Second-degree assault is assault with a deadly weapon, but the list of weapons doesn't include a virus.
 
So Kleine wrestled with what to do with Moore - a man who is no stranger to police or court actions.
 
Moore declined to answer a reporter's questions.
 
According to court records:
 
Moore has no relationship with any of his nine children by five women. The courts stripped him of his parental rights to several children - and Moore's oldest son is in prison for the sexual assault of a child.
 
Moore told authorities that he was molested as a child, that he has been attracted to children, has had numerous male and female partners and has worked as a prostitute.
 
Moore, who told authorities he contracted HIV in 2004, said he discloses his status to lovers, but that most of them have HIV, too.
 
He said he does not disclose it during one-night stands - but that he uses a condom in those encounters.
 
The two teenagers interviewed by police disputed that.

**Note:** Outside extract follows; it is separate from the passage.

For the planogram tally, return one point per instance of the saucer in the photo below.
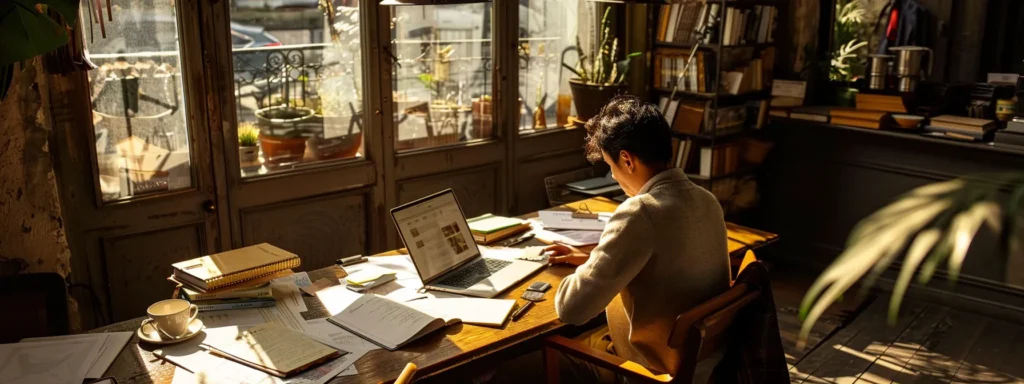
(151, 335)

Both said Moore had unprotected sex with them and other teenagers.
 
The 17-year-old, who met Moore on the Internet, said he didn't find out until he tested positive for HIV and gonorrhea.
 
The 16-year-old said Moore "never told me" he has HIV. That teen told police in November 2007 that he had not tested positive.
 
The problem for prosecutors: Under state law, the teens had reached the age - 16 - where they could give their consent to sex.
 
Unable to charge Moore with statutory rape, police and prosecutors had to get creative.
 
Or lucky.
 
An Omaha police search of Moore's house turned up a videotape of Moore, the 17-year-old and another teenager engaged in sex acts.
 
Though it's legal for adults to have sex with children 16 and over, it is illegal for anyone to videotape a child under 18 who is engaged in a sex act.
 
Kleine charged Moore with visual depiction of a minor engaged in a sex act - a felony punishable by up to 20 years.
 
Moore pleaded no contest to that charge, was convicted and was scheduled to be sentenced last week.
 
But as District Judge Gary Randall informed him that he would have to register as a sex offender, Moore vigorously shook his head.
 
"That's not what I agreed to," Moore said, over and over. "I was not advised of that."
 
The judge insisted he was but delayed sentencing until a court reporter could prepare a transcript of an earlier hearing.
 
Before leaving the courtroom, Moore insisted that he would never agree to register as a sex offender.
 
Prosecutors found that telling.
 
Once again, they say, Moore doesn't want anyone to find out about him.
 
World-Herald librarian Jeanne Hauser contributed to this report.